In general, the more complex your data model becomes, the greater the hit to performance you will experience. However, unless your database is very large, your hardware resources very minimal, or your queries very complex, you probably will not be hindered by adding enforced relationships in your database. That is obviously a subjective statement, but "acceptable performance" is a very subjective concept that will vary from project-to-project.
The heart of your colleague's argument is correct, though, and here are a few reasons why:
- Every time you write a new record containing a foreign or primary key, the database must check that none of the keys' constraints are violated. Key columns are also indexed, so indexes must be updated when records are added.
- Every time you delete a record containing or referenced-by a foreign key, constraints are checked and the deletion may cascade to referenced tables. Indexes must also be updated when records are deleted.
- CRUD operations of all kind slow significantly as more and more tables are joined in the queries. The larger the tables, the more records that must be joined, and the slower the execution.
That said, here is why those arguments mostly don't matter:
- Indexing significantly cuts down query execution time, especially if implemented well. It is important to index tables in a way that takes advantage of the structure of the queries that will be run against it.
- Unless your database hardware is bare-bones, the operations needed to enforce data integrity and relationship constraints will probably run much faster on the back end than the front end. This is especially true if the constraint checks are happening in a client application than on a server.
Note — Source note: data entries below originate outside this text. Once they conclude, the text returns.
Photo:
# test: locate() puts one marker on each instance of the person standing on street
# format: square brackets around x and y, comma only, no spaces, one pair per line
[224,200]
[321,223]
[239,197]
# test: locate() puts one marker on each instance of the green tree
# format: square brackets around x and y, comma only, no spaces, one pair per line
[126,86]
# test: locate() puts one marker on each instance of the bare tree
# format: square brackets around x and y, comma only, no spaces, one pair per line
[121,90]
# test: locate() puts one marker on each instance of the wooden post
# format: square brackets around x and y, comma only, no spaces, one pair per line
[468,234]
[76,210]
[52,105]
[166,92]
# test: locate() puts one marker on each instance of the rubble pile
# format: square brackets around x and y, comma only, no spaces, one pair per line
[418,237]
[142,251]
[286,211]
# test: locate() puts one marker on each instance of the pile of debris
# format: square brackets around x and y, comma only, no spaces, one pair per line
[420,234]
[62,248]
- Client-based data integrity checks are much more error-prone than database constraints. Yes, if your code is perfect it will run just as well, but RDBMS software is designed for this type of thing and it is incredibly simple to implement.
- Client-based data integrity checks could lead to data synchronization problems. Think two people at different locations trying to modify a unique record. But perhaps eventual data concurrency will suffice if lightening-quick speed is your primary concern.
These all depend upon your RDBMS and project's specifications, but are good rules of thumb. In general, I would say that unless your database is so large that enforcing relationships becomes prohibitively slow, or your model is so simple that relationships are pointless (in which case, why are you using an RDBMS?), it is better to enable data integrity and relationship constraints.